1. Field of the Invention
The present invention relates to a semiconductor device and a method for fabricating the same. The present invention relates to, e.g., a fin MOS transistor.
2. Description of the Related Art
Recent microfabrication of semiconductor devices is striking. However, along with the microfabrication, the performance of a planar MOS transistor cannot improve anymore because of the physical limit. To break the limit of the planar MOS transistor, a fin MOS transistor (double-gate MOS transistor) has been proposed. A fin MOS transistor is described in, e.g., Jpn. Pat. Appln. KOKAI Publication No. 8-139325.
FIG. 1 is a sectional view of a fin MOS transistor described in Jpn. Pat. Appln. KOKAI Publication No. 8-139325. As shown in FIG. 1, a fin-shaped semiconductor layer (channel region) 120 is formed on an element region AA surrounded by an insulating film 110 formed in a semiconductor substrate (well region) 100. A source layer 130 and drain layer 140 are formed on the well region 100 to oppose each other via the channel region 120. A gate electrode 150 is formed on the upper surface of the channel region 120.
In the fin MOS transistor having the above structure, the current supply capability can be improved, as compared to a planar MOS transistor. In addition, the gate width can be further decreased. The gate electrode 150 surrounds the channel region 120. Hence, a leakage current that flows through the channel region 120 can easily be controlled, and the reliability of the MOS transistor can be increased.

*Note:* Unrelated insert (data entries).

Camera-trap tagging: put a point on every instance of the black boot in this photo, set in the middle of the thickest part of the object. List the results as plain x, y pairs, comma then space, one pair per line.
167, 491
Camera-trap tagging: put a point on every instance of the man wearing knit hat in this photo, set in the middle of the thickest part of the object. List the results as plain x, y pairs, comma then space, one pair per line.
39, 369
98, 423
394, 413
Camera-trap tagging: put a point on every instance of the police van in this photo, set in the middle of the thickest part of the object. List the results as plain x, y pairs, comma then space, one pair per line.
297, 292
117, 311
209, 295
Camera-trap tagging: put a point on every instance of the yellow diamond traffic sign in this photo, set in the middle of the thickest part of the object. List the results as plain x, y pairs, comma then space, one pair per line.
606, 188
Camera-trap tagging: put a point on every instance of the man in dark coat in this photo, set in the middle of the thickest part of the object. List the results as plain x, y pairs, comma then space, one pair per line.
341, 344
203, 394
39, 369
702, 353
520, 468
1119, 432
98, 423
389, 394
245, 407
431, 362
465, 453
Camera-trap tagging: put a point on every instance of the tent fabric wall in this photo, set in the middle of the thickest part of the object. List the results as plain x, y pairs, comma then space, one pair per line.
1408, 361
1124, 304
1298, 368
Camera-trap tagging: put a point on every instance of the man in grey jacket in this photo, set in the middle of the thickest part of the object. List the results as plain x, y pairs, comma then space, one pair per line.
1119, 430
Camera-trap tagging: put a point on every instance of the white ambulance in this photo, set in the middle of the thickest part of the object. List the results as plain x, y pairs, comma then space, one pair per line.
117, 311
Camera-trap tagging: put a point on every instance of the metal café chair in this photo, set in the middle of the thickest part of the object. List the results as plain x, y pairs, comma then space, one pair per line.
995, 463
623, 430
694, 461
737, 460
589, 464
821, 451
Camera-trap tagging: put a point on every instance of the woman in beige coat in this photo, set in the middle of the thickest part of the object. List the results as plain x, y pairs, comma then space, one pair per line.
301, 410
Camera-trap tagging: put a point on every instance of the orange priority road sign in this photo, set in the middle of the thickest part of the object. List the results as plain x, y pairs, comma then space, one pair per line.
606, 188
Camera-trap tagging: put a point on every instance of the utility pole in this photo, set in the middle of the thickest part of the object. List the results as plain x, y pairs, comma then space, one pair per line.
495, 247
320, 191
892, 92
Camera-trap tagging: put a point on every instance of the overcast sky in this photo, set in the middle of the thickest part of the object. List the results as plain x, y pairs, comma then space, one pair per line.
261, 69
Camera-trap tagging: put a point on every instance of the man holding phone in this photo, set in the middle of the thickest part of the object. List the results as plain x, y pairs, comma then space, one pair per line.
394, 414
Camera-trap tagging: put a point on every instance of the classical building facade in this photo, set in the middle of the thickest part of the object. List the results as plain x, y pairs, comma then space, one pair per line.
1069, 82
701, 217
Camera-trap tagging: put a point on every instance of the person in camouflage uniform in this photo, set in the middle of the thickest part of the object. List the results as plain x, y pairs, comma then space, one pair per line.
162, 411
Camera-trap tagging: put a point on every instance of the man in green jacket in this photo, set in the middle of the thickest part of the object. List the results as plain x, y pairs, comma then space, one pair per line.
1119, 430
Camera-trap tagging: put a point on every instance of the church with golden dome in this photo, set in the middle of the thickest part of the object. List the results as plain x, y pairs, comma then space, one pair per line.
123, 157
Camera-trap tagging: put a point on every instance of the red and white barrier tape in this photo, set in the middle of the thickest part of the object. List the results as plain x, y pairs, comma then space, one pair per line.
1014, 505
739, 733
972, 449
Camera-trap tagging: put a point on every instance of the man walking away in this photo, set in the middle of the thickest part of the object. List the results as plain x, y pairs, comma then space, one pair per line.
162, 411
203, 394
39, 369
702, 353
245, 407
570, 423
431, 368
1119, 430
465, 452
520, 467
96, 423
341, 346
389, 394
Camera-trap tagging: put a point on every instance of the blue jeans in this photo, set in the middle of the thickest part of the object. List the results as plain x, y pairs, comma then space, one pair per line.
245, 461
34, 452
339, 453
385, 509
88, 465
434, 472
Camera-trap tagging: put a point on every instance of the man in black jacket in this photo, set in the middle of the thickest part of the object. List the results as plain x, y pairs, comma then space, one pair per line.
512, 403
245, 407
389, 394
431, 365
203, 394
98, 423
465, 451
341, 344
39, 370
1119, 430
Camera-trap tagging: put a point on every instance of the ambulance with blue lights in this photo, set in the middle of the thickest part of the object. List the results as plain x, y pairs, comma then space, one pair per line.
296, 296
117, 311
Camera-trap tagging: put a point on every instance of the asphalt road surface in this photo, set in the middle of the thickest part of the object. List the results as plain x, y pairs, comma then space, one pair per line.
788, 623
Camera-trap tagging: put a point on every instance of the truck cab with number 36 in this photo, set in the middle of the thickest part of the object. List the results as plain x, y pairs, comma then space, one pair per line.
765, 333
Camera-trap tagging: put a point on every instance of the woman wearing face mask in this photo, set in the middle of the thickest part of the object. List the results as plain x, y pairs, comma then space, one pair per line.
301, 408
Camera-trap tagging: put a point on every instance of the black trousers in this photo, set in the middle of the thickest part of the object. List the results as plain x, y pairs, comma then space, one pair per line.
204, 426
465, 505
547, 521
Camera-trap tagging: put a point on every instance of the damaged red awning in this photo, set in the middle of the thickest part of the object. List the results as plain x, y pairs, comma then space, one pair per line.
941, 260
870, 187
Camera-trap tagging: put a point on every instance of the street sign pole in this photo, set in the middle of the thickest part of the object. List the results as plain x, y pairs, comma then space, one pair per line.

However, even the conventional fin MOS transistor cannot solve all problems related to leakage current control. As described above, a fin MOS transistor can easily control a leakage current that flows through the channel region 120. However, it is difficult to control a leakage current that flows through the well region 100, as shown in FIG. 1. This is because a current that flows through the well region 100 is poorly controlled by the gate electrode 150. To solve this problem, for example, the impurity concentration in the well region 100 under the channel region 120 is increased. However, this measure causes a degradation in performance by, e.g., increasing the capacitance between the well region 100 and the source layer 130 and drain layer 140. As described above, the conventional fin MOS transistor has the same problem as that of a planar MOS transistor.